1

I need to analyze path data of PDF files and manipulate content with iText 7. Manipulations include deletion/replacemant and coloring.

I can analyze the graphics alright with something like the following code:

public class ContentParsing {
    public static void main(String[] args) throws IOException {
        new ContentParsing().inspectPdf("testdata/test.pdf");
    }

    public void inspectPdf(String path) throws IOException {
        File file = new File(path);
        PdfDocument pdf = new PdfDocument(new PdfReader(file.getAbsolutePath()));
        PdfDocumentContentParser parser = new PdfDocumentContentParser(pdf);
        for (int i=1; i<=pdf.getNumberOfPages(); i++) {
            parser.processContent(i, new PathEventListener());
        }
        pdf.close();
    }
}


public class PathEventListener implements IEventListener {
    public void eventOccurred(IEventData eventData, EventType eventType) {
        PathRenderInfo pathRenderInfo = (PathRenderInfo) eventData;
        for ( Subpath subpath : pathRenderInfo.getPath().getSubpaths() ) {
            for ( IShape segment : subpath.getSegments() ) {
                // Here goes some path analysis code
                System.out.println(segment.getBasePoints());
            }
        }
    }

    public Set<EventType> getSupportedEvents() {
        Set<EventType> supportedEvents = new HashSet<EventType>();
        supportedEvents.add(EventType.RENDER_PATH);
        return supportedEvents;
    }
}

Now, what's the way to go with manipulating things and writing them back to the PDF? Do I have to construct an entirely new PDF document and copy everything over (in manipulated form), or can I somehow manipulate the read PDF data directly?

Thomas W
  • 14,757
  • 6
  • 48
  • 67
  • Creating a new pdf and adding the modified content is probably the best way to go and puts you in complete control. Modifying an existing pdf is technically possible, and some tasks like adding content over/under existing content or highlighting using a different colour are quite easy using iText. Others, especially things like text-replacement or search contain a good number of pitfalls and are technically hard. I'd recommend to have a look at http://developers.itextpdf.com/ and browse through some examples and tutorials to see what's possible. – Samuel Huylebroeck Dec 05 '16 at 12:35

1 Answers1

3

Now, what's the way to go with manipulating things and writing them back to the PDF? Do I have to construct an entirely new PDF document and copy everything over (in manipulated form), or can I somehow manipulate the read PDF data directly?

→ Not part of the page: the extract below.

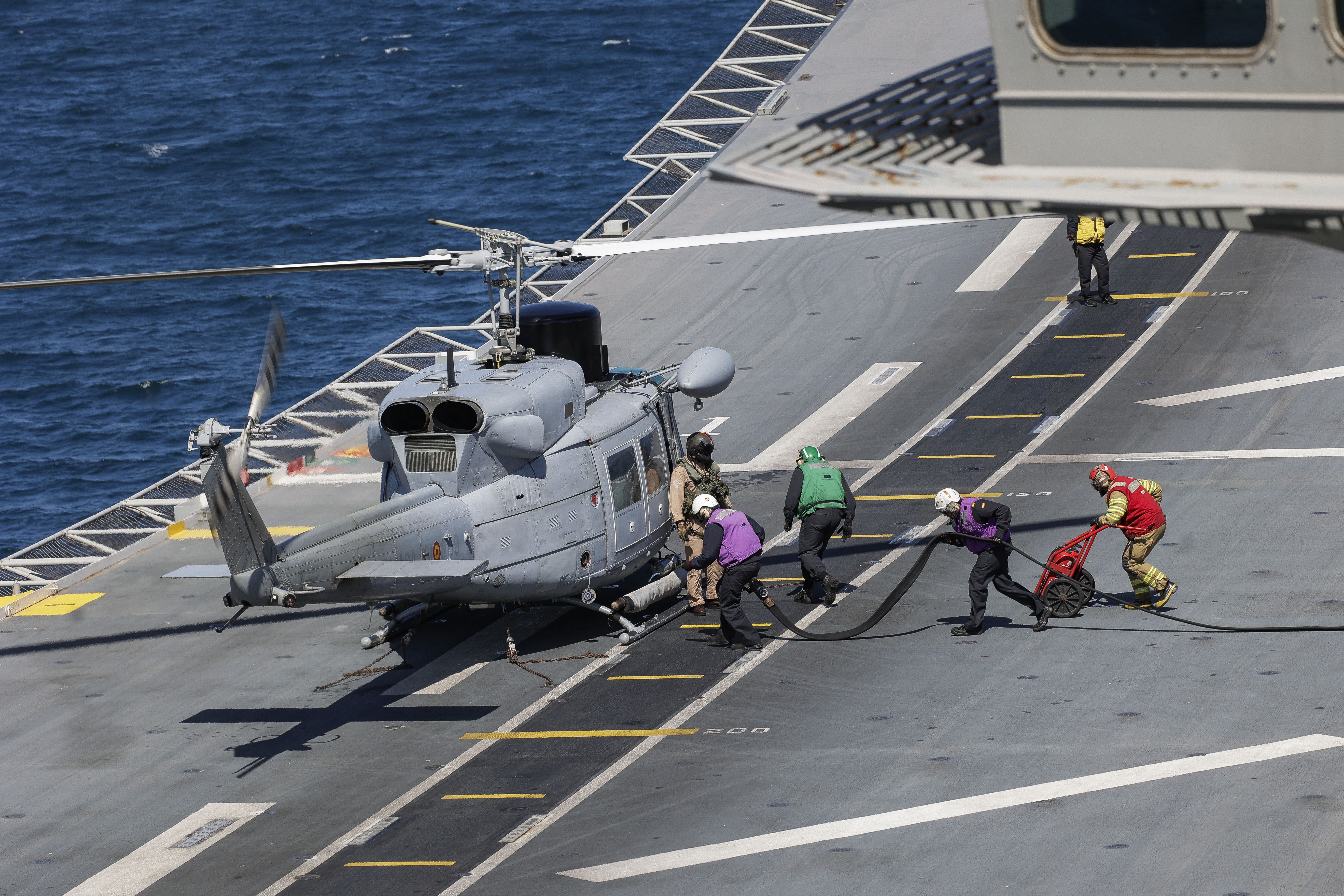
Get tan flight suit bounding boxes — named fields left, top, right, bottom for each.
left=668, top=463, right=732, bottom=607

In essence you are looking for a class which is not merely parsing a PDF content stream and signaling the instructions in it like the PdfCanvasProcessor (the PdfDocumentContentParser you use is merely a very thin wrapper for PdfCanvasProcessor) but which also creates the content stream anew with the instructions you forward back to it.

A generic content stream editor class

For iText 5.5.x a proof-of-concept for such a content stream editor class can be found in this answer (the Java version is a bit further down in the answer text).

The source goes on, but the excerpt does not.